Dopo aver fatto scattare le manette ai polsi di dieci indagati (tra le quali l'erbese Giampietro Cellerino, il varesino di Luino Andrea Dromì e Paolo Falavigna, residente a Lugano) i finanzieri e gli uomini del pubblico ministero Giuseppe Rose hanno iniziato a dare la caccia agli averi degli indagati. Tra questi le case e i terreni di Benito Bordonaro, di Campione d'Italia, la Bmw e l'Audi del luganese Falavigna, della villetta di Grandate di Alberto Aliverti, delle case di Schignano dello svizzero Paolo Boldreghini.
Secondo i primi calcoli fatti dagli uomini del nucleo di polizia tributaria, a oggi i beni sottoposti a sequestro preventivo ammontano già a oltre tre milioni e mezzo di euro. Un milione e mezzo in contanti, scovati sui conti corrente di alcuni degli indagati. Il resto tra terreni, veicoli, abitazioni.  La caccia a beni da sequestrare, che in ogni caso non è ancora finita, è scattata sulla base della legge sul cosiddetto "sequestro per equivalente", che autorizza la magistratura a sequestrare e, nel caso di condanna, a confiscare definitivamente i beni delle persone accusate di aver sottratto soldi al fisco.

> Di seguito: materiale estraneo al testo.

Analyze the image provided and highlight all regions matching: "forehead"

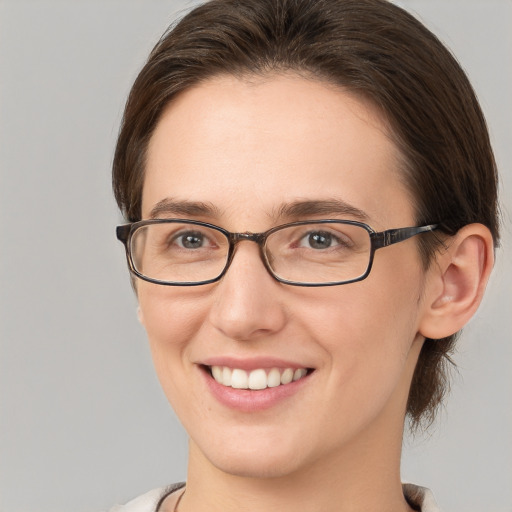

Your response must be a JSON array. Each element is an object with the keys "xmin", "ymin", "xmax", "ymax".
[{"xmin": 143, "ymin": 75, "xmax": 411, "ymax": 229}]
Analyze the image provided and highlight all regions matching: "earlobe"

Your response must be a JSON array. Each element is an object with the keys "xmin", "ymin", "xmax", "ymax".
[{"xmin": 419, "ymin": 224, "xmax": 494, "ymax": 339}]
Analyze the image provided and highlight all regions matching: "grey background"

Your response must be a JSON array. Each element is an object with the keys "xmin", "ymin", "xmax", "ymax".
[{"xmin": 0, "ymin": 0, "xmax": 512, "ymax": 512}]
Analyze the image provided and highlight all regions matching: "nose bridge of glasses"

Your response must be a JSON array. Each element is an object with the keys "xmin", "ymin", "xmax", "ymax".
[{"xmin": 229, "ymin": 231, "xmax": 265, "ymax": 246}]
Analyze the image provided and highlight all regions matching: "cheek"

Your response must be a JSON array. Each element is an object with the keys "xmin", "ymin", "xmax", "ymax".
[{"xmin": 138, "ymin": 283, "xmax": 204, "ymax": 390}]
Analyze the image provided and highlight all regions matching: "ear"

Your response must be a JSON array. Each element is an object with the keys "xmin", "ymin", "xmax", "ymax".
[{"xmin": 419, "ymin": 224, "xmax": 494, "ymax": 339}]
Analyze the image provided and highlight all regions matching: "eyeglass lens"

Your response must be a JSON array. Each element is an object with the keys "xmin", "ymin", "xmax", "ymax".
[{"xmin": 130, "ymin": 222, "xmax": 371, "ymax": 284}]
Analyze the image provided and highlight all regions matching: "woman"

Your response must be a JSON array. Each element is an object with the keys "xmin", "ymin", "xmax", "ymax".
[{"xmin": 113, "ymin": 0, "xmax": 498, "ymax": 512}]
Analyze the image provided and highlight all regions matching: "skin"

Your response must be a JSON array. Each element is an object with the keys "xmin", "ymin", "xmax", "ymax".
[{"xmin": 138, "ymin": 75, "xmax": 460, "ymax": 512}]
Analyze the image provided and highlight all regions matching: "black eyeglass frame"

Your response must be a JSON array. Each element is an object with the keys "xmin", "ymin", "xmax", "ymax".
[{"xmin": 116, "ymin": 219, "xmax": 439, "ymax": 287}]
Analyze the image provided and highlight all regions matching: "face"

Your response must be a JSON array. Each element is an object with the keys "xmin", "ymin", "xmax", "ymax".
[{"xmin": 138, "ymin": 76, "xmax": 424, "ymax": 476}]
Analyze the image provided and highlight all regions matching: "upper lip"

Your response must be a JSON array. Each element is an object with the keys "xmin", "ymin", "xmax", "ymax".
[{"xmin": 198, "ymin": 356, "xmax": 311, "ymax": 371}]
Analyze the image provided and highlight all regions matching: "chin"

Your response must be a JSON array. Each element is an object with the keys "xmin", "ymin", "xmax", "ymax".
[{"xmin": 192, "ymin": 432, "xmax": 312, "ymax": 478}]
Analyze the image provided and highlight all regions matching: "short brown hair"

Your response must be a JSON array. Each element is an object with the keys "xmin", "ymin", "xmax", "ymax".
[{"xmin": 113, "ymin": 0, "xmax": 499, "ymax": 426}]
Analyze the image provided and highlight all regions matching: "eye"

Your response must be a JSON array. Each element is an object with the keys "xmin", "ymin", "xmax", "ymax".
[
  {"xmin": 174, "ymin": 231, "xmax": 208, "ymax": 249},
  {"xmin": 299, "ymin": 231, "xmax": 340, "ymax": 249}
]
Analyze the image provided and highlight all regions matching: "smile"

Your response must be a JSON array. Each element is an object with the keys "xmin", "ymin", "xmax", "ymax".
[{"xmin": 209, "ymin": 366, "xmax": 308, "ymax": 390}]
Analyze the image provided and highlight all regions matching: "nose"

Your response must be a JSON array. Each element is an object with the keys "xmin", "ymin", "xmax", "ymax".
[{"xmin": 210, "ymin": 242, "xmax": 286, "ymax": 341}]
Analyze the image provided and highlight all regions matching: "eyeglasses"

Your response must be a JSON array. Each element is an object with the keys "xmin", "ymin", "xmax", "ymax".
[{"xmin": 116, "ymin": 219, "xmax": 438, "ymax": 286}]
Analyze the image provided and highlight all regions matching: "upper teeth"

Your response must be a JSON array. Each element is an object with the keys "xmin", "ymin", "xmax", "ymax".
[{"xmin": 211, "ymin": 366, "xmax": 307, "ymax": 389}]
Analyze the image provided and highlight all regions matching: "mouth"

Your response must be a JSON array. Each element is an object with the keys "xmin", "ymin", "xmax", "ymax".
[{"xmin": 203, "ymin": 366, "xmax": 314, "ymax": 391}]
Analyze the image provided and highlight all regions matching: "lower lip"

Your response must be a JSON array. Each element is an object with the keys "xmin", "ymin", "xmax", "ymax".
[{"xmin": 201, "ymin": 369, "xmax": 311, "ymax": 412}]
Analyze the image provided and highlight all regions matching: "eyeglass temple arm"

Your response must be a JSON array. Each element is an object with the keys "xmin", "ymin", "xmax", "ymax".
[
  {"xmin": 116, "ymin": 224, "xmax": 132, "ymax": 244},
  {"xmin": 371, "ymin": 224, "xmax": 438, "ymax": 250}
]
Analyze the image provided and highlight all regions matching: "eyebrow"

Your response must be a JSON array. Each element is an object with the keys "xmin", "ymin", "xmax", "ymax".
[
  {"xmin": 275, "ymin": 199, "xmax": 369, "ymax": 221},
  {"xmin": 149, "ymin": 197, "xmax": 369, "ymax": 222},
  {"xmin": 149, "ymin": 197, "xmax": 220, "ymax": 219}
]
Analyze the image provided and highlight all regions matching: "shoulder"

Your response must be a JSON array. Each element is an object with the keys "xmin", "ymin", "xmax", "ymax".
[
  {"xmin": 108, "ymin": 483, "xmax": 185, "ymax": 512},
  {"xmin": 402, "ymin": 484, "xmax": 440, "ymax": 512}
]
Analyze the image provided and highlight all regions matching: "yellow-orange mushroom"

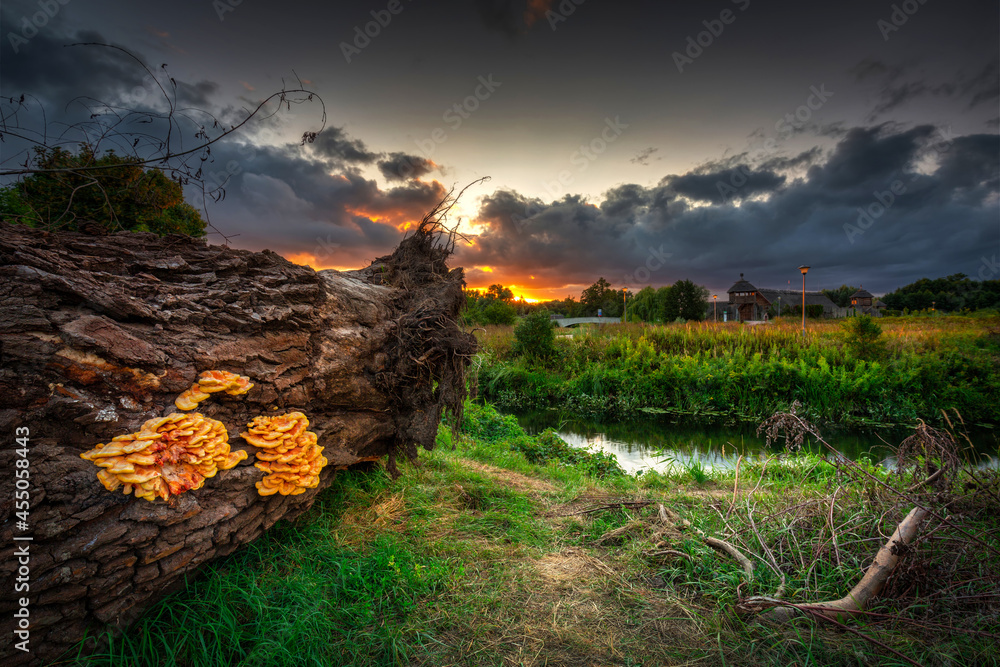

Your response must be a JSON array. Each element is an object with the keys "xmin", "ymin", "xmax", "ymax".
[
  {"xmin": 174, "ymin": 371, "xmax": 253, "ymax": 410},
  {"xmin": 80, "ymin": 412, "xmax": 247, "ymax": 501},
  {"xmin": 240, "ymin": 412, "xmax": 326, "ymax": 496}
]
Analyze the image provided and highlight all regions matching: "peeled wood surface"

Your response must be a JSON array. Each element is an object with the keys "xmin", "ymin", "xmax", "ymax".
[{"xmin": 0, "ymin": 223, "xmax": 474, "ymax": 664}]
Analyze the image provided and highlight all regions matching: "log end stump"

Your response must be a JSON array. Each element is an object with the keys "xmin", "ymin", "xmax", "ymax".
[{"xmin": 0, "ymin": 221, "xmax": 475, "ymax": 665}]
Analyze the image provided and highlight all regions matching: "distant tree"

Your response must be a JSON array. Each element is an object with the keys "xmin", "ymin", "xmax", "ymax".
[
  {"xmin": 0, "ymin": 42, "xmax": 326, "ymax": 236},
  {"xmin": 513, "ymin": 311, "xmax": 556, "ymax": 360},
  {"xmin": 882, "ymin": 273, "xmax": 1000, "ymax": 312},
  {"xmin": 673, "ymin": 280, "xmax": 708, "ymax": 321},
  {"xmin": 479, "ymin": 299, "xmax": 517, "ymax": 326},
  {"xmin": 656, "ymin": 285, "xmax": 681, "ymax": 322},
  {"xmin": 628, "ymin": 286, "xmax": 658, "ymax": 322},
  {"xmin": 580, "ymin": 277, "xmax": 622, "ymax": 317},
  {"xmin": 0, "ymin": 144, "xmax": 205, "ymax": 236}
]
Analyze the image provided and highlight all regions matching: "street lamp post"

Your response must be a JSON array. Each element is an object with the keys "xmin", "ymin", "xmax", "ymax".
[{"xmin": 799, "ymin": 265, "xmax": 809, "ymax": 338}]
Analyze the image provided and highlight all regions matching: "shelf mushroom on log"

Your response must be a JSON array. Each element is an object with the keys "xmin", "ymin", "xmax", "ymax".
[{"xmin": 0, "ymin": 218, "xmax": 475, "ymax": 665}]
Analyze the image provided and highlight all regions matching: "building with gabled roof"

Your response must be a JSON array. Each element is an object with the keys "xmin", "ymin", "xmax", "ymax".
[{"xmin": 727, "ymin": 273, "xmax": 844, "ymax": 322}]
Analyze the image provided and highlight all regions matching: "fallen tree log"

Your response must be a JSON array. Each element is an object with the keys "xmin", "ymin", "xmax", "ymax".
[
  {"xmin": 742, "ymin": 507, "xmax": 929, "ymax": 623},
  {"xmin": 0, "ymin": 219, "xmax": 475, "ymax": 665}
]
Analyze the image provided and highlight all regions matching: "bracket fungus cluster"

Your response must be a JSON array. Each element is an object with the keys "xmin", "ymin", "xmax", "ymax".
[
  {"xmin": 174, "ymin": 371, "xmax": 253, "ymax": 410},
  {"xmin": 80, "ymin": 412, "xmax": 247, "ymax": 502},
  {"xmin": 240, "ymin": 412, "xmax": 327, "ymax": 496}
]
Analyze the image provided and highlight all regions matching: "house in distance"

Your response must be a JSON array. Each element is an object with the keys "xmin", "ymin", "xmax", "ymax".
[
  {"xmin": 727, "ymin": 273, "xmax": 844, "ymax": 322},
  {"xmin": 851, "ymin": 286, "xmax": 885, "ymax": 317}
]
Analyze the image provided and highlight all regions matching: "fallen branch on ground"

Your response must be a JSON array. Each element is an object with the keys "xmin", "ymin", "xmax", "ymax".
[{"xmin": 743, "ymin": 507, "xmax": 929, "ymax": 623}]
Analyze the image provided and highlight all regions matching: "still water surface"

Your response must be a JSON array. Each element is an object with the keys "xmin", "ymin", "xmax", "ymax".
[{"xmin": 517, "ymin": 410, "xmax": 1000, "ymax": 472}]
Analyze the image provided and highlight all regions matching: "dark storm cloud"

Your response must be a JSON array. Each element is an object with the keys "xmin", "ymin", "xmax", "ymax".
[
  {"xmin": 478, "ymin": 0, "xmax": 553, "ymax": 37},
  {"xmin": 664, "ymin": 165, "xmax": 785, "ymax": 203},
  {"xmin": 206, "ymin": 136, "xmax": 445, "ymax": 253},
  {"xmin": 850, "ymin": 58, "xmax": 1000, "ymax": 119},
  {"xmin": 809, "ymin": 125, "xmax": 936, "ymax": 191},
  {"xmin": 0, "ymin": 13, "xmax": 219, "ymax": 110},
  {"xmin": 629, "ymin": 146, "xmax": 660, "ymax": 167},
  {"xmin": 378, "ymin": 152, "xmax": 438, "ymax": 181},
  {"xmin": 459, "ymin": 125, "xmax": 1000, "ymax": 291},
  {"xmin": 759, "ymin": 146, "xmax": 823, "ymax": 171}
]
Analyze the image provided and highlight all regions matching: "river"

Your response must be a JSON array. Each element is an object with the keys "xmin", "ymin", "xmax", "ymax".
[{"xmin": 516, "ymin": 410, "xmax": 1000, "ymax": 473}]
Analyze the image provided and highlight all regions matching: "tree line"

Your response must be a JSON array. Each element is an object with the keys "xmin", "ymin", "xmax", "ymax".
[
  {"xmin": 463, "ymin": 277, "xmax": 708, "ymax": 325},
  {"xmin": 823, "ymin": 273, "xmax": 1000, "ymax": 314}
]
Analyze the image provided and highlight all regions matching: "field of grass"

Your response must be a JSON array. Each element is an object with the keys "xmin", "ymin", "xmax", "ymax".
[
  {"xmin": 476, "ymin": 315, "xmax": 1000, "ymax": 424},
  {"xmin": 67, "ymin": 404, "xmax": 1000, "ymax": 667}
]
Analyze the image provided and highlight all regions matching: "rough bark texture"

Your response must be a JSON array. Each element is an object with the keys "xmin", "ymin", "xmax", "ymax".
[{"xmin": 0, "ymin": 223, "xmax": 475, "ymax": 665}]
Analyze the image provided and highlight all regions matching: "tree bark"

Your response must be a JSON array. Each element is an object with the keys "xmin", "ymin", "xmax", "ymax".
[{"xmin": 0, "ymin": 223, "xmax": 475, "ymax": 665}]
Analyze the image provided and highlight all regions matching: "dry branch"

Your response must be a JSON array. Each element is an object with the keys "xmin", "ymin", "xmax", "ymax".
[{"xmin": 748, "ymin": 507, "xmax": 928, "ymax": 622}]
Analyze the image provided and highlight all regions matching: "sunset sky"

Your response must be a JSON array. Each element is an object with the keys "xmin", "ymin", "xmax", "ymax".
[{"xmin": 0, "ymin": 0, "xmax": 1000, "ymax": 298}]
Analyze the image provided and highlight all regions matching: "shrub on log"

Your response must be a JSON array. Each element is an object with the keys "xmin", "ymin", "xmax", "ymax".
[{"xmin": 0, "ymin": 219, "xmax": 475, "ymax": 665}]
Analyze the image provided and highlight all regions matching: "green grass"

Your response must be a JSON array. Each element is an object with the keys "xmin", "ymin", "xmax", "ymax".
[
  {"xmin": 69, "ymin": 405, "xmax": 1000, "ymax": 667},
  {"xmin": 476, "ymin": 316, "xmax": 1000, "ymax": 424}
]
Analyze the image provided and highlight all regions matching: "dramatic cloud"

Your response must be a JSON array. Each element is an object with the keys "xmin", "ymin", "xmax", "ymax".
[
  {"xmin": 378, "ymin": 152, "xmax": 438, "ymax": 181},
  {"xmin": 459, "ymin": 125, "xmax": 1000, "ymax": 296},
  {"xmin": 851, "ymin": 58, "xmax": 1000, "ymax": 119},
  {"xmin": 629, "ymin": 146, "xmax": 660, "ymax": 167},
  {"xmin": 310, "ymin": 127, "xmax": 379, "ymax": 164}
]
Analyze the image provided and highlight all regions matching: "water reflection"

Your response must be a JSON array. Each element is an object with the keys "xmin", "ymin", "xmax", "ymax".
[{"xmin": 517, "ymin": 410, "xmax": 1000, "ymax": 472}]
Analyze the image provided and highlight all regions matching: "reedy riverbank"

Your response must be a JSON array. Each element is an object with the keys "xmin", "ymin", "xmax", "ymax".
[
  {"xmin": 70, "ymin": 404, "xmax": 1000, "ymax": 667},
  {"xmin": 477, "ymin": 316, "xmax": 1000, "ymax": 424}
]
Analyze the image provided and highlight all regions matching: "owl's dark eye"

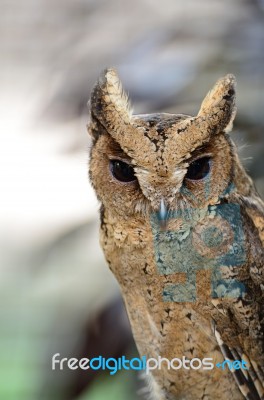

La maxi inchiesta, sulla quale i giudici del riesame hanno respinto la maggior parte dei ricorsi presentati dai legali degli indagati, è iniziata due anni fa, quando l'Agenzia delle Dogane ha iniziato sospettare della corretta gestione della società Ma.Ev. Srl di Turate, ditta operante nel settore del commercio di prodotti elettronici. L'azienda aveva acquistato notevoli quantità di merce dai paesi della Comunità Europea, ed era sospettata di aver immesso quella merce sul mercato italiano a prezzi stracciati grazie a un sistema di evasione dell'Iva. Da qui sono scattati gli accertamenti della guardia di finanza, che hanno portato a scoprire una rete impressionante di società utilizzate - sospettano gli investigatori - solo per generare fatture false utili a evadere l'Iva e a nascondere i guadagni al fisco. Una rete che, neppure a dirlo, andava a pescare nei paradisi fiscali: Lussemburgo, Madeira, Svizzera. Il maxi sequestro finora operato dalle fiamme gialle, in ogni caso, è ben al di sotto dell'evasione contestata. Il sospetto, infatti, è che la stragrande maggioranza dei guadagni asseritamente illeciti sia stata messa al sicuro nei forzieri delle banche svizzere.